I would like to add my support to the comments below. Specifically, I think if the IETF considers work in this area it should focus on the HTTP and TCP protocols. Any such work may not be specific to HTTP-streaming (i.e. enhancements that are at first motivated by HTTP Streaming may have broader applicability, and this should be carefully considered).

In the draft I do not see a clear or correct identification of the problems. For example in the introduction the following are stated as issues:

   - Client polling for each new data in chunks using HTTP requests is
   not efficient to deliver high-quality video content across the
   Internet

MW: Several companies, including my employer, are successfully operating large scale HTTP streaming systems that do efficiently deliver high-quality video content across the Internet, so reality seems to refute this statement.

   - Segmentation capability requires over-utilizing CPU and bandwidth
   resources, which may not be a desirable and effective way to improve
   the quality of streaming media delivery

MW: It is not clear that segmentation per se is CPU-intensive or has any non-negligable effect on bandwidth usage.

   - Lack of QoS guarantee on the packet switching based Internet , the
   quality of Internet media streaming may significant degrade due to
   rising usage

MW: An alternative view is that where quality is degraded due to congestion this is due to lack of bandwidth, rather than a lack of QoS guarantees. Adaptive HTTP streaming systems adjust the video quality to the available bandwidth in order to avoid rebuffering events. It is the available bandwidth that needs to be improved to improve quality.

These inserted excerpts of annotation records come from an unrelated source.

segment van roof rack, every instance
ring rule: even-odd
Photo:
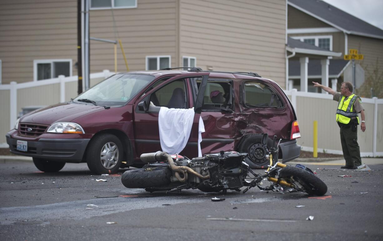
[[[198,68],[198,67],[175,67],[175,68],[165,68],[165,69],[161,69],[159,70],[171,70],[172,69],[188,69],[188,71],[191,72],[198,72],[198,71],[202,71],[202,69],[201,68]]]
[[[253,76],[255,76],[255,77],[261,77],[261,76],[256,73],[253,73],[253,72],[236,72],[234,73],[237,73],[238,74],[247,74],[249,75],[253,75]]]

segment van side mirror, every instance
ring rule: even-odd
[[[147,111],[147,105],[146,101],[143,101],[138,103],[138,110],[141,111]]]

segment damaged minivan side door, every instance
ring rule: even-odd
[[[200,116],[198,112],[202,106],[203,93],[205,92],[204,88],[206,88],[209,74],[209,73],[202,72],[180,74],[159,84],[158,82],[155,82],[145,90],[144,92],[144,93],[135,102],[133,106],[136,157],[139,157],[142,153],[155,152],[161,150],[158,116],[162,107],[184,109],[194,107],[195,115],[192,133],[196,133],[197,134],[190,134],[186,146],[181,154],[190,157],[198,156],[197,143]],[[193,95],[190,82],[188,81],[190,78],[197,77],[202,80],[200,86],[202,97],[199,94],[196,97]],[[195,104],[195,97],[196,101]],[[174,118],[176,119],[177,116]]]

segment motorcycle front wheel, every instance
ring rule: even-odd
[[[281,170],[279,178],[288,180],[296,186],[300,186],[301,189],[295,188],[301,192],[307,193],[309,195],[322,196],[327,192],[327,186],[318,177],[299,167],[288,166]]]
[[[147,188],[168,185],[172,171],[168,167],[129,170],[121,175],[121,182],[128,188]]]

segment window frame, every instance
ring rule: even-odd
[[[145,57],[145,70],[147,71],[157,70],[160,69],[160,58],[169,58],[169,67],[168,68],[172,67],[172,56],[171,55],[147,55]],[[149,58],[157,58],[157,69],[148,69],[149,67]]]
[[[69,75],[67,77],[72,76],[72,59],[35,59],[33,60],[33,81],[39,81],[40,80],[46,80],[47,79],[53,79],[53,71],[51,72],[50,79],[47,79],[44,80],[37,80],[37,64],[50,64],[51,68],[52,70],[53,69],[53,64],[54,62],[69,62]]]
[[[291,36],[291,37],[295,39],[300,40],[301,42],[303,42],[304,39],[313,38],[315,39],[315,46],[318,48],[319,48],[319,39],[330,39],[330,49],[327,51],[332,51],[332,35],[306,35],[304,36]],[[325,50],[327,50],[327,49],[323,49]]]
[[[271,106],[265,106],[265,107],[253,107],[253,106],[249,106],[246,104],[246,90],[245,89],[246,84],[249,82],[259,82],[260,83],[262,83],[263,84],[265,85],[269,88],[274,94],[279,98],[280,101],[280,102],[281,104],[282,104],[282,106],[280,107],[271,107]],[[268,108],[272,108],[274,109],[282,109],[285,108],[285,103],[283,100],[283,99],[280,97],[280,95],[278,93],[277,91],[274,89],[272,86],[271,85],[268,84],[262,81],[257,81],[255,80],[246,80],[241,84],[241,86],[240,87],[241,89],[241,97],[240,98],[240,102],[242,106],[246,108],[249,108],[249,109],[266,109]]]
[[[187,58],[187,59],[188,59],[188,66],[183,66],[183,59],[184,58]],[[197,66],[197,58],[196,58],[195,57],[193,57],[192,56],[182,56],[182,57],[181,59],[182,60],[182,62],[181,64],[181,66],[182,66],[183,67],[191,67],[191,66],[190,66],[190,59],[194,59],[194,67],[196,67]]]
[[[92,7],[92,0],[91,0],[90,2],[89,3],[89,10],[104,10],[105,9],[121,9],[121,8],[137,8],[137,0],[134,0],[136,2],[136,5],[134,6],[133,7],[114,7],[115,5],[115,0],[110,0],[111,2],[111,6],[110,7]]]

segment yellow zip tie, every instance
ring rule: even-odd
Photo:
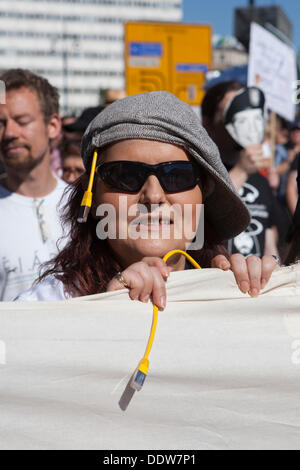
[[[77,217],[77,221],[80,224],[83,224],[87,221],[90,209],[92,207],[92,199],[93,199],[92,189],[93,189],[93,184],[94,184],[97,160],[98,160],[98,153],[97,153],[97,150],[95,150],[94,155],[93,155],[92,166],[91,166],[89,185],[83,195],[80,209],[79,209],[79,214]]]
[[[171,258],[171,256],[177,255],[177,254],[185,256],[189,260],[189,262],[194,266],[194,268],[201,269],[201,266],[190,255],[188,255],[185,251],[182,251],[182,250],[170,251],[169,253],[166,254],[163,260],[167,262],[168,259]],[[146,351],[145,351],[143,359],[141,359],[141,361],[139,362],[139,365],[136,368],[135,373],[130,383],[131,388],[137,391],[140,391],[141,388],[143,387],[145,379],[148,374],[148,369],[149,369],[148,357],[152,349],[152,345],[153,345],[153,341],[154,341],[154,337],[156,333],[157,319],[158,319],[158,307],[157,305],[154,305],[151,331],[150,331],[150,336],[149,336],[148,344],[146,347]]]

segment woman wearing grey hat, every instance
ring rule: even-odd
[[[152,297],[163,309],[165,280],[171,271],[187,266],[180,255],[168,265],[162,258],[192,244],[202,204],[205,241],[191,252],[193,258],[202,267],[231,268],[242,292],[253,297],[267,284],[275,267],[272,257],[228,259],[221,245],[249,225],[249,213],[189,105],[167,92],[117,101],[89,125],[82,157],[87,172],[72,187],[64,218],[71,224],[71,240],[48,263],[40,283],[18,300],[57,300],[128,288],[131,299],[147,302]],[[93,178],[82,201],[94,171],[93,202]],[[79,220],[84,223],[78,222],[80,203]],[[131,209],[141,205],[144,211],[137,218]],[[188,216],[186,206],[191,209]],[[110,208],[115,217],[107,216]],[[178,213],[179,221],[174,215]],[[179,230],[187,220],[194,226],[188,235]]]

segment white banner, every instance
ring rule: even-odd
[[[248,86],[263,90],[269,109],[288,121],[295,119],[296,53],[256,23],[251,25]]]
[[[258,299],[231,272],[172,273],[149,375],[152,305],[127,291],[0,303],[0,449],[300,449],[300,265]]]

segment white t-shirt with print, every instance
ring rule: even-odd
[[[0,185],[0,300],[13,300],[29,289],[42,263],[57,254],[63,236],[60,208],[66,183],[43,198],[12,193]],[[61,248],[66,239],[59,243]]]

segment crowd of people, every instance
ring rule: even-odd
[[[167,92],[122,99],[124,92],[109,90],[103,106],[61,117],[58,92],[46,79],[14,69],[0,80],[6,86],[0,105],[0,300],[58,300],[127,288],[133,300],[152,297],[163,309],[170,272],[188,266],[179,255],[168,265],[162,257],[192,240],[99,240],[97,206],[110,203],[118,213],[117,197],[124,194],[149,208],[204,203],[205,243],[193,257],[204,267],[232,269],[242,292],[253,297],[278,259],[287,260],[298,203],[300,119],[277,118],[273,162],[258,89],[238,82],[210,88],[202,126]],[[80,224],[94,163],[94,201]]]

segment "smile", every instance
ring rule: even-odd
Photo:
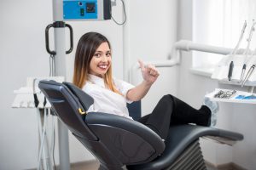
[[[98,67],[101,68],[101,69],[107,69],[108,65],[99,65]]]

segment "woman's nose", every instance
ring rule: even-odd
[[[106,55],[102,55],[102,60],[108,61],[108,57]]]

   - Experience burstiness or other dynamics changes due to bandwidth
   fluctuations and heterogeneous handover.

MW: We have found that adaptive HTTP streaming algorithms are well able to cope with bandwidth fluctuations.

   - Impossible to fast-forward through any part of a streaming
   contents until it is stored on the user's device

MW: This is simply not correct, since there are hundreds of examples of devices which support trick-play using HTTP streaming techniques without storing the whole content on the users device.

A first step in considering what, if any, work should be done here might be to contact those organizations which are standardizing the higher layers of HTTP streaming systems (e.g. manifest and file formats) and ask whether there are deficiencies they see in IETF protocols that could be usefully addressed by the IETF. What I think we should avoid in the IETF is duplicating the work of these other bodies.

Best,


Mark Watson

Netflix Inc.




On Oct 10, 2010, at 12:43 AM, Ali C. Begen (abegen) wrote:



-----Original Message-----
From: httpstreaming-bounces@ietf.org<mailto:httpstreaming-bounces@ietf.org> [mailto:httpstreaming-bounces@ietf.org] On Behalf Of Lars Eggert
Sent: Friday, October 08, 2010 4:17 PM
To: Colin Perkins
Cc: httpstreaming@ietf.org<mailto:httpstreaming@ietf.org>
Subject: Re: [httpstreaming] Current Status and Our Goal

On 2010-10-7, at 14:16, Colin Perkins wrote:
There are clearly some issues to consider here. What seems to be
missing from the discussion to me though, is some identification of
the concrete problems. What protocol pieces do we need, but not have?
What protocols are problematic, and need enhancement? Is there
protocol work to do in IETF, or should we be documenting best current
practices for using the existing protocols and/or relying on other
bodies to fill the gaps?

The draft-wu-http-streaming-optimization-ps is a good start at such an
analysis, but doesn't go deep enough to let us decide what work IETF
should do.

+1

The key question really is "what do you think the IETF needs to do?"

I imagine the only work the IETF should do (if we decide to) is the transport and HTTP-layer optimization for better streaming performance.